Build a Serverless GeoSearch GraphQL API using AWS AppSync & Elasticsearch

Jun 6, 2018

In this tutorial, we're going to build an Elasticsearch-backed GraphQL API on AWS AppSync. All using the Serverless Framework.

AppSync offers the ability to create serverless GraphQL APIs with much less backend code than previously possible. We will take advantage of this to create our own geo search service (similar to the one used by AirBnB), which will allow users to search for items within a 10km radius of a given location.

Let's get started!

  1. Setup
  2. Deploy Elasticsearch on AWS
  3. Elasticsearch Geo Mappings
  4. Define GraphQL Schema for API
  5. Appsync Mapping Template GraphQL Resolvers
  6. Deploy GraphQL Appsync API
  7. Teardown

1. Setup

Go ahead and install the Serverless Framework CLI and create a new directory for our project:

$ npm install -g serverless
$ mkdir geosearch
$ cd geosearch

2. Deploy Elasticsearch on AWS

First we need to provision our elasticsearch deployment on AWS. Create a serverless.yml file with the following contents:

---
service: appsync-placesearch

frameworkVersion: ">=1.21.0 <2.0.0"

provider:
  name: aws
  region: eu-west-1

custom:
  esDomainName: placesearch
  esRoleName: AppSyncServiceRole

resources:
  Resources:
    ElasticSearchInstance:
      Type: AWS::Elasticsearch::Domain
      Properties:
        ElasticsearchVersion: 6.2
        DomainName: "${self:custom.esDomainName}"
        EBSOptions:
          EBSEnabled: true
          VolumeType: gp2
          VolumeSize: 10
        ElasticsearchClusterConfig:
          InstanceType: t2.small.elasticsearch
          InstanceCount: 1
          DedicatedMasterEnabled: false
          ZoneAwarenessEnabled: false
    AppSyncESServiceRole:
      Type: "AWS::IAM::Role"
      Properties:
        RoleName: "ElasticSearch-${self:custom.esRoleName}"
        AssumeRolePolicyDocument:
          Version: "2012-10-17"
          Statement:
            -
              Effect: "Allow"
              Principal:
                Service:
                  - "appsync.amazonaws.com"
              Action:
                - "sts:AssumeRole"
        Policies:
          -
            PolicyName: "AppSyncESServiceRolePolicy"
            PolicyDocument:
              Version: "2012-10-17"
              Statement:
                -
                  Effect: "Allow"
                  Action:
                    - "es:*"
                  Resource:
                    - 'Fn::Join':
                        - ''
                        -
                          - 'arn:aws:es:'
                          - Ref: 'AWS::Region'
                          - ':'
                          - Ref: 'AWS::AccountId'
                          - ':domain/'
                          - "${self:custom.esDomainName}"
                          - '/*'

This creates a cluster with a single instance running Elasticsearch version 6, and adds a role to access it. This will be used by the Appsync service we're creating later.

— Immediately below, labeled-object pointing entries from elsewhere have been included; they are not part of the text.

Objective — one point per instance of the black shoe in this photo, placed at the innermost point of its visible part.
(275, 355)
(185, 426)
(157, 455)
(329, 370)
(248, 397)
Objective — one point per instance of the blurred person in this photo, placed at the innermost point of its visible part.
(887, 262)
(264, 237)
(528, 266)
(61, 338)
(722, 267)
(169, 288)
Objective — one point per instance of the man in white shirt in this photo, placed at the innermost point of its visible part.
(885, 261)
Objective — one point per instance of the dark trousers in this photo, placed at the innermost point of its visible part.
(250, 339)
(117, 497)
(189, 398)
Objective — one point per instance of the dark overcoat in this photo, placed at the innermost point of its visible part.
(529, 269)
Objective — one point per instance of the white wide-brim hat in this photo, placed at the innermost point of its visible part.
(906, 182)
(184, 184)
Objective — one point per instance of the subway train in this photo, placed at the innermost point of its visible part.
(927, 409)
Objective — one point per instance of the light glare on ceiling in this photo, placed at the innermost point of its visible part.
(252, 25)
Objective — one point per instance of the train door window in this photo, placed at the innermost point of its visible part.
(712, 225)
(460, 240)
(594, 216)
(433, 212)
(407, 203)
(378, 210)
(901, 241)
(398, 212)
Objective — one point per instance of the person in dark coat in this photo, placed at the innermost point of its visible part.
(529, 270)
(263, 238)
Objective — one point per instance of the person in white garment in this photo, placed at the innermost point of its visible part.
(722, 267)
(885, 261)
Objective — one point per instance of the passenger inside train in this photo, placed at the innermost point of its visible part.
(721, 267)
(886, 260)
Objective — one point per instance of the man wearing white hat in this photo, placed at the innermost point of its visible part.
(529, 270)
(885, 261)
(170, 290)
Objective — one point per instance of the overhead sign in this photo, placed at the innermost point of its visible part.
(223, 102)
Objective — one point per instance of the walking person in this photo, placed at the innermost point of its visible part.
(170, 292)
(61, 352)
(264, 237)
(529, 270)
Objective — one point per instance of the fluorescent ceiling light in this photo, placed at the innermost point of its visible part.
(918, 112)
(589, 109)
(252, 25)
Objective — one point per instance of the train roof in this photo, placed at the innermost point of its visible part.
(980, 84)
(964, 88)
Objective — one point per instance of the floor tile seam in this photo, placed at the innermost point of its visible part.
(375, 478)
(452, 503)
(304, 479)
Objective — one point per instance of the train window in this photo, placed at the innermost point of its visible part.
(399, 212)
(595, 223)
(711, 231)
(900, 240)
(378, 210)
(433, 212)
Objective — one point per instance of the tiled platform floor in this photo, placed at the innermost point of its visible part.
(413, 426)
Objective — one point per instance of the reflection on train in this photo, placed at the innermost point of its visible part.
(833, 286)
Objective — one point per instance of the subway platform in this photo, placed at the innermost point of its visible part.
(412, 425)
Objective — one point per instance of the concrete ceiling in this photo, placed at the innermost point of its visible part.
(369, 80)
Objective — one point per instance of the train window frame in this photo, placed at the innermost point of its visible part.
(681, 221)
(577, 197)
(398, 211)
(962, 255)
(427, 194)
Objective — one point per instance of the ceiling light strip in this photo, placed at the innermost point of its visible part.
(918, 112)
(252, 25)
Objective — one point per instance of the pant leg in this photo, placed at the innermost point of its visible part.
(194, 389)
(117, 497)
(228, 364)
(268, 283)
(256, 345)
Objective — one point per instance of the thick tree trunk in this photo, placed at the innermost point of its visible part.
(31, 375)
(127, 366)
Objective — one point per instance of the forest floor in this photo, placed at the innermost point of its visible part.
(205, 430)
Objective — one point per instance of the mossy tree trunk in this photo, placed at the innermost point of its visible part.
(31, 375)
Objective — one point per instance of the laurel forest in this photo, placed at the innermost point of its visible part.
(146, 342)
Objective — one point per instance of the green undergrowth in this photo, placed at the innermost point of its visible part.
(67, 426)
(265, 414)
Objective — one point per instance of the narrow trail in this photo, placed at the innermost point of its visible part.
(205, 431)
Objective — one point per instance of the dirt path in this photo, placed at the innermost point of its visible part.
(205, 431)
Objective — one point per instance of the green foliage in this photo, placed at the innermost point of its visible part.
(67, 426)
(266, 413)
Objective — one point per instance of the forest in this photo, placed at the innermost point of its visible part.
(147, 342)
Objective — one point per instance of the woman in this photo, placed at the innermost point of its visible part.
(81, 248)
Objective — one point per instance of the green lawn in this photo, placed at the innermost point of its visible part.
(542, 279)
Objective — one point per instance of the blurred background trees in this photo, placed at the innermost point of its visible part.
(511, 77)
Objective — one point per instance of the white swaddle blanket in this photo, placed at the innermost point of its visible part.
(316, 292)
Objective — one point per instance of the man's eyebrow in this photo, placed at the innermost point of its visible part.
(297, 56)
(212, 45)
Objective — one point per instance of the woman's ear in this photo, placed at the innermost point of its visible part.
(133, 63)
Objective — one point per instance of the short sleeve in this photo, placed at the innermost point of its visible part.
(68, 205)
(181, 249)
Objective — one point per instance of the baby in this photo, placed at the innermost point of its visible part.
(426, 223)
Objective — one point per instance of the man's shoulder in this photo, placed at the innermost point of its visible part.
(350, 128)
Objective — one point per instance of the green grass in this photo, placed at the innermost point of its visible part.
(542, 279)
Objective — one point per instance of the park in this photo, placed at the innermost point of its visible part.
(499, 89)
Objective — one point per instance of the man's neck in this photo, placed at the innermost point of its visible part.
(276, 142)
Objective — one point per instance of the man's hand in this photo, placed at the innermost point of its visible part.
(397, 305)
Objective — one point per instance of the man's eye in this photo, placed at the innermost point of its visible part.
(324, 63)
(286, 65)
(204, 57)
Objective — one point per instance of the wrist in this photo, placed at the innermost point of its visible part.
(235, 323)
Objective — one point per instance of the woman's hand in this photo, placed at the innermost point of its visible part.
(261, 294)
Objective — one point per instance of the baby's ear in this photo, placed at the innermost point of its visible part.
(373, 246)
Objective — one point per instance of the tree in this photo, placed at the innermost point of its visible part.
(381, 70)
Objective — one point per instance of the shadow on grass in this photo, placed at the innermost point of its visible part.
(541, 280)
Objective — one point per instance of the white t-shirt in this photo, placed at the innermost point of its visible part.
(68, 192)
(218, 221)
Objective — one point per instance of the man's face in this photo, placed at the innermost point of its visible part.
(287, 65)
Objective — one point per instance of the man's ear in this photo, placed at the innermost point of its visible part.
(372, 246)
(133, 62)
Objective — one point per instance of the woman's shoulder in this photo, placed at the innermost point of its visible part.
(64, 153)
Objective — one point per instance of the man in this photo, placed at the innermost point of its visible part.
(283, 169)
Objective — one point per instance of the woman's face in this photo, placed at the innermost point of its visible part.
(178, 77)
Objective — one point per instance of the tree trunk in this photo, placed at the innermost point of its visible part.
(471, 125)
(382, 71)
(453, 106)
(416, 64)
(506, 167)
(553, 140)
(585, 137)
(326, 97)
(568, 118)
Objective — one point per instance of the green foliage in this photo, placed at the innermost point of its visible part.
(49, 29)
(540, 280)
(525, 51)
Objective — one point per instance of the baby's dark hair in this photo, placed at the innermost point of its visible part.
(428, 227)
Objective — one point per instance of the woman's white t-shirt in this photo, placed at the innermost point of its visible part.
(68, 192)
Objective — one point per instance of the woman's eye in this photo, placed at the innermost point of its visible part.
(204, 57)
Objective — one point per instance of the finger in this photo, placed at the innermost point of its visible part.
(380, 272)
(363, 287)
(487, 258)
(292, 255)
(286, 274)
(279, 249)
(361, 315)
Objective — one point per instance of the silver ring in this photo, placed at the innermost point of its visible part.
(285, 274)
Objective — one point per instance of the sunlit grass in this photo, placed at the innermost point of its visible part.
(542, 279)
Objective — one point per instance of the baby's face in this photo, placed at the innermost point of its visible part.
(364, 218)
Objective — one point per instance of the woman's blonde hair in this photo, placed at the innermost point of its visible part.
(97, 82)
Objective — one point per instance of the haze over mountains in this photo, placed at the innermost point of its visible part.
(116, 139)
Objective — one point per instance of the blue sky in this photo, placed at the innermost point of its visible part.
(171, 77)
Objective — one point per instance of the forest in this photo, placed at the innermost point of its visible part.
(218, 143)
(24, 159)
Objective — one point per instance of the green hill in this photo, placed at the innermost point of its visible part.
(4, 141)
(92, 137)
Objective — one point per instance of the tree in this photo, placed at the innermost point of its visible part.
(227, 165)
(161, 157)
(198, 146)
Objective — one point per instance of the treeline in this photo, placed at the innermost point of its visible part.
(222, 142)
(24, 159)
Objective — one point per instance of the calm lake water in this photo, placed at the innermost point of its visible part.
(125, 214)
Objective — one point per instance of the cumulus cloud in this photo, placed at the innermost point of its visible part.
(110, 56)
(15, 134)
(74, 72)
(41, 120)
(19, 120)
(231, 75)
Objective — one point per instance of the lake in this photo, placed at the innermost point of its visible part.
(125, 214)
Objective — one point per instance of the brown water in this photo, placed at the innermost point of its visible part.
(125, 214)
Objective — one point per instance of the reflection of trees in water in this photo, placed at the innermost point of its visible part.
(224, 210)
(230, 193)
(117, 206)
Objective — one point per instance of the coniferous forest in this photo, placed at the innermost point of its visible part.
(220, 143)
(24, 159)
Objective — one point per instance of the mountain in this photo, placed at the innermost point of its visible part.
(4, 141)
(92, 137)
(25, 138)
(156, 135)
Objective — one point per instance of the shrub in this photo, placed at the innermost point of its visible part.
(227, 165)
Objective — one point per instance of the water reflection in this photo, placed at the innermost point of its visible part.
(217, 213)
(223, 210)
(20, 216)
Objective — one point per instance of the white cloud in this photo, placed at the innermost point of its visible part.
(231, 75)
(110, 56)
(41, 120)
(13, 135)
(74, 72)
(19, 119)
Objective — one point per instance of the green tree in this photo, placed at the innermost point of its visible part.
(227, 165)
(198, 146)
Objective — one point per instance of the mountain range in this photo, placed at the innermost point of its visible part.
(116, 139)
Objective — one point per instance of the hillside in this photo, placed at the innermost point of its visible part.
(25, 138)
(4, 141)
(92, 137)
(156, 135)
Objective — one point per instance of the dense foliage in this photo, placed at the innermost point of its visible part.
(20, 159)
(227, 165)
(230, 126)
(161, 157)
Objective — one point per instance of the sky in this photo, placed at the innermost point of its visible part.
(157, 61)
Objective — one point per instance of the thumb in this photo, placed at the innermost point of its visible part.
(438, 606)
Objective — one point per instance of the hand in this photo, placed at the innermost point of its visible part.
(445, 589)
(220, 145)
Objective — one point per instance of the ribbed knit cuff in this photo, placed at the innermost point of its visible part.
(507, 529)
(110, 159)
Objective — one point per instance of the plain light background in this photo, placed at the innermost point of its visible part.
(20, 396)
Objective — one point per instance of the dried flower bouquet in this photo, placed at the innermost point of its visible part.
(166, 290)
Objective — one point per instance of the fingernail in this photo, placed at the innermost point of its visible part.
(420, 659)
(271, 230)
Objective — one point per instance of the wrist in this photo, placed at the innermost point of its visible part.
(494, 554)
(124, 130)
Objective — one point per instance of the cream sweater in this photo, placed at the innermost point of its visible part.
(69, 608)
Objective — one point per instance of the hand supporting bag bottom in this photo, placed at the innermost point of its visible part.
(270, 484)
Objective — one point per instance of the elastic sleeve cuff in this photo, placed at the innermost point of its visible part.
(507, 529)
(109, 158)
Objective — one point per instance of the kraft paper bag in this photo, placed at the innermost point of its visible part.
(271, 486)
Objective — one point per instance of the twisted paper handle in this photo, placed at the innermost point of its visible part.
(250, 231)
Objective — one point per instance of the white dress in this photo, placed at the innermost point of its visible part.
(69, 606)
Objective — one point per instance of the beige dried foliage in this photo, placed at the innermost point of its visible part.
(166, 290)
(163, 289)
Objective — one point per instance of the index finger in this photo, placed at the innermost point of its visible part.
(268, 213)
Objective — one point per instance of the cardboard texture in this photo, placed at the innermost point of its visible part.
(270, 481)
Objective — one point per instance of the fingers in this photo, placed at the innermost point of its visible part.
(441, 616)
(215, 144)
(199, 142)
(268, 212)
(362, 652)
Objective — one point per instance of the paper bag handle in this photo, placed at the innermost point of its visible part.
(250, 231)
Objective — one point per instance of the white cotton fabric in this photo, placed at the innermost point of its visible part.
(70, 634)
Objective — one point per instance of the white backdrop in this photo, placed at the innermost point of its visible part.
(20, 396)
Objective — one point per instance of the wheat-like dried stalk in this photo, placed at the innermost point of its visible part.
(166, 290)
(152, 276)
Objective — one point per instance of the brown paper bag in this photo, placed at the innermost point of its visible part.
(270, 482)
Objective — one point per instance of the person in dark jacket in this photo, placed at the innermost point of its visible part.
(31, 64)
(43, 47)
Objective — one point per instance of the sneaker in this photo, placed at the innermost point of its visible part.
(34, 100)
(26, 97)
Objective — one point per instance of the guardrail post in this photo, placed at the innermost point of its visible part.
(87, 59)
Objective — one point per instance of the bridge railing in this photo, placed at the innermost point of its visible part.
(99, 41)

Let's go ahead and deploy this:

$ serverless deploy

3. Elasticsearch Geo Mappings

Elasticsearch supports two types of geo data: geo_point fields which support lat/lon pairs, and geo_shape fields which support points, lines, circles, polygons, multi-polygons etc.

To keep things simple, we're going to use geo_point fields to create a geo distance query. This will enable us to find places by distance from a central point.

In order to be able to use geo_point fields, we need to set up a mapping in elasticsearch. We're going to create a Lambda function to do this.

We'll use a library I wrote just for this purpose, elasticsearchquery. It allows us to specify a JSON document containing our query to be invoked against an Elasticsearch deployment. The library takes care of signing the requests, which is required in order to query AWS Elasticsearch instances.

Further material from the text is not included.